The objective of this paper is to present a new innovative methodology that can be used to develop and evaluate the efficacy of enhanced flowback chemistries such as a novel oil-based surface modifier. This unique chemistry has been optimized to penetrate into the nanonetwork of formations, such as the Wolfcamp, with pore throat sizes as low as 110 nm at pressure differentials of only 225 psi, thereby demonstrating the ability to increase the volume of oil recovered during flowback by 250% and increasing the average producing flowrate by 194% during testing.

Although it is generally accepted that a water wet formation will lend itself to enhanced oil flowback, in unconventional formations there is a fine line between a water wet surface and the potential for increased capillary pressure, which can impact production potential. Resistance to flow in unconventional formations is created when droplets of brine form hydrogen bonded networks with the surface of the silicate formation rock creating additional capillary pressure. If the resistance is large enough it can restrict hydrocarbon flow rates out of the fractured rock formation. Nanoscale surface modification of unconventional formation rocks with the novel chemistry, SM1, can impact the wetting properties of oil and water in the nanopores and channels, disrupting the water-surface hydrogen bonding interactions, thereby decreasing the resistance to hydrocarbon flow.

The methodology used for product optimization and performance evaluation of the novel chemistries presented in this paper incorporates the use of reservoir analogues, in place of cores, in an experiment similar to core flow. The reservoir analogue replicates the inherent nanoconfined geometries of the shale reservoir rock using available geological information (e.g. pore/grain size distribution, porosity and permeability, and SEM images) and the connectivity between the induced fractures (frac zone). The reservoir oil and water samples are used to establish initial saturations. The surface wettability is also modified to capture the surface properties of the reservoir. The test methodology includes the flow of fluids in one direction into an oil saturated porous media (i.e., from frac zone into the nano network) followed by oil and water flowback in the opposite direction (i.e., from nanonetwork into the frac zone). Testing is conducted at specified reservoir representative conditions.

The nanotechnology platform offers several advantages in the product optimization and evaluation of fluid performance in unconventional rock formations.

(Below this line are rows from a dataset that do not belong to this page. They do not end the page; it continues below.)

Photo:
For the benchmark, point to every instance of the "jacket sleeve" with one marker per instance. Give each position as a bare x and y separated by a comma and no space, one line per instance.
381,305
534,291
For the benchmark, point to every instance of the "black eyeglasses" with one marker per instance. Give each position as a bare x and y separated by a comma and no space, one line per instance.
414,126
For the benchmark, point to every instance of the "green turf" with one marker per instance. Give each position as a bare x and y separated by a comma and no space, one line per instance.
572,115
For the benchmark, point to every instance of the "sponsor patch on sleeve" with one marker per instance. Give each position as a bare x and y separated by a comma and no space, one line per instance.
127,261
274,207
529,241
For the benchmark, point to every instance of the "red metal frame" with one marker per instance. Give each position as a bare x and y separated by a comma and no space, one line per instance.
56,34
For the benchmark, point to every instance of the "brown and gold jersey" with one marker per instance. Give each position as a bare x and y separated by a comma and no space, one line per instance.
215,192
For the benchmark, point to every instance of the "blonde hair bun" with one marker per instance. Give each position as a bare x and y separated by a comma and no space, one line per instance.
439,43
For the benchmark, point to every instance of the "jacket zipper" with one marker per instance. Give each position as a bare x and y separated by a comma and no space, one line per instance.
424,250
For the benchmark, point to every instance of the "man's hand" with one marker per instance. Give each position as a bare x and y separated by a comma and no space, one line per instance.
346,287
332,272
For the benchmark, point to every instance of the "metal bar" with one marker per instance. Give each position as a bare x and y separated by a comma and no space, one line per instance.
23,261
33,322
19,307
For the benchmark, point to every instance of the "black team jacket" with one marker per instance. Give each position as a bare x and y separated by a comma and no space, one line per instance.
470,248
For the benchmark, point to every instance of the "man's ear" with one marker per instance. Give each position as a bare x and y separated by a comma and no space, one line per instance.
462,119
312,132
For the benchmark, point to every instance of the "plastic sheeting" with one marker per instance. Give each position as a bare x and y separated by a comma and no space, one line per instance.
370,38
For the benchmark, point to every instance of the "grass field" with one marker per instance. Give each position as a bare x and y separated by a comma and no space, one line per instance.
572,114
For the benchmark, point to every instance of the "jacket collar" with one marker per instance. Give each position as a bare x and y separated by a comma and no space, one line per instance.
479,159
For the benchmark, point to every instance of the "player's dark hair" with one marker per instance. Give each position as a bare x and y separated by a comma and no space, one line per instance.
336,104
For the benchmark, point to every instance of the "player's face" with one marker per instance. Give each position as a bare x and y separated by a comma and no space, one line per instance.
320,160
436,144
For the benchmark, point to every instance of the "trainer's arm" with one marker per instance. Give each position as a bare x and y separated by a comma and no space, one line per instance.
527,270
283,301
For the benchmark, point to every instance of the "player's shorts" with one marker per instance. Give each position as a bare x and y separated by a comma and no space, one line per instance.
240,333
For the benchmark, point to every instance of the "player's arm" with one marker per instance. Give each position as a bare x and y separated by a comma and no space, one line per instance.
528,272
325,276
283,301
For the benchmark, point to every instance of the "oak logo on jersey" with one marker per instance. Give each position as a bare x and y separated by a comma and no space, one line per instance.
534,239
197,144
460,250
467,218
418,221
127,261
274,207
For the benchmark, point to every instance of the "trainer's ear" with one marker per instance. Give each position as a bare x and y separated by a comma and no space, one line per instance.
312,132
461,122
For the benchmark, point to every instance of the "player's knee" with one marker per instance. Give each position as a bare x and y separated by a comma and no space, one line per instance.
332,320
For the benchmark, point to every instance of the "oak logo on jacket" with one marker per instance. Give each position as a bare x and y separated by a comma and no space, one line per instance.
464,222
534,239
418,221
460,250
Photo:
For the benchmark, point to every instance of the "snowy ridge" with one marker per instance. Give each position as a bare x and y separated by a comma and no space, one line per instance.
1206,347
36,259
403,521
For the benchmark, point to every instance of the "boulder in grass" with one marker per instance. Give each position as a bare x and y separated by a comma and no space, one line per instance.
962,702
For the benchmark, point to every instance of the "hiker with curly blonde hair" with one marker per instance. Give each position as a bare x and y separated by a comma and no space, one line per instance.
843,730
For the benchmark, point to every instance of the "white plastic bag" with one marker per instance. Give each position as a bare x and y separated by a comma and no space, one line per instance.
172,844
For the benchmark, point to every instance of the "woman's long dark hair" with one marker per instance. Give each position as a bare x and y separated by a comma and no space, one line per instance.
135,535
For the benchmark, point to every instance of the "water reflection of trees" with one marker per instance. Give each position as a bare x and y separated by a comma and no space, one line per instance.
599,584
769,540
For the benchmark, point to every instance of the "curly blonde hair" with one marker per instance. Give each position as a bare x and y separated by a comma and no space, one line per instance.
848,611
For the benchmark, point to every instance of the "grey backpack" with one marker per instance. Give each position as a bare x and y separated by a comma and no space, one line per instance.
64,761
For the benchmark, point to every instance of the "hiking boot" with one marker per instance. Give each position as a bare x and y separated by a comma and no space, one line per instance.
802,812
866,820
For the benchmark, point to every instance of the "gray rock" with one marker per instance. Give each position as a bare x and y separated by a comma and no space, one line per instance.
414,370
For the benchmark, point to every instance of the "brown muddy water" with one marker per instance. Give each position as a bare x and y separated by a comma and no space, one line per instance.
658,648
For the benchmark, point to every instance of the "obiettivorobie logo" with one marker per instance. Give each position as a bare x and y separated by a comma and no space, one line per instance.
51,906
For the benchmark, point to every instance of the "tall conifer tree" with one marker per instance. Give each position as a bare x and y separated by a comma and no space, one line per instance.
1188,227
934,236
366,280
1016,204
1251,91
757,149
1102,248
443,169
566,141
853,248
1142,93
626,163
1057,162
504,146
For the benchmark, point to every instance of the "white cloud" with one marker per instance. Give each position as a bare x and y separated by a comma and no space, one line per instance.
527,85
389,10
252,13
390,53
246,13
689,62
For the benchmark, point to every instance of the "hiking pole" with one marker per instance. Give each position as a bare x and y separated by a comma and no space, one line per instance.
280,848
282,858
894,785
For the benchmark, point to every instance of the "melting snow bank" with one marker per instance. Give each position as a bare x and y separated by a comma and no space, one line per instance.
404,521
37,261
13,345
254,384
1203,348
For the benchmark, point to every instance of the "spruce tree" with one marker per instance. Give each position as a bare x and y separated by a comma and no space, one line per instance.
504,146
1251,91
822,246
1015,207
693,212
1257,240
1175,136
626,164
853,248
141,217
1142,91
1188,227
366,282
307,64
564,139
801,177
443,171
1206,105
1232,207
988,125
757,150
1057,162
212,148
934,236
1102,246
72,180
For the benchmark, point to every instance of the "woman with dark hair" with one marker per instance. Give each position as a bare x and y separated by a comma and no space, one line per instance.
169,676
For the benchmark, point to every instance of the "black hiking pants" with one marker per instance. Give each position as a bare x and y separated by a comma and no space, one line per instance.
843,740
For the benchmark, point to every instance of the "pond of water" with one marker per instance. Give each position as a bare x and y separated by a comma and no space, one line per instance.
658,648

First, the specialized equipment, proprietary machine vision software, and refined testing protocols enable tests to be run efficiently in days at relevant reservoir conditions. Moreover, the platforms’ optical access enables first-of-its-kind, visual validation of performance mechanisms including surface wettability modification, emulsion characterization, and solid-precipitation if present. Additionally, this technology provides a platform that allows for repeatable results due to the high level of system control. Unlike testing with cores, analogues can be fabricated with ideal replication, eliminating the variance that cores introduce, which becomes complex, when evaluating the chemistry of fluids.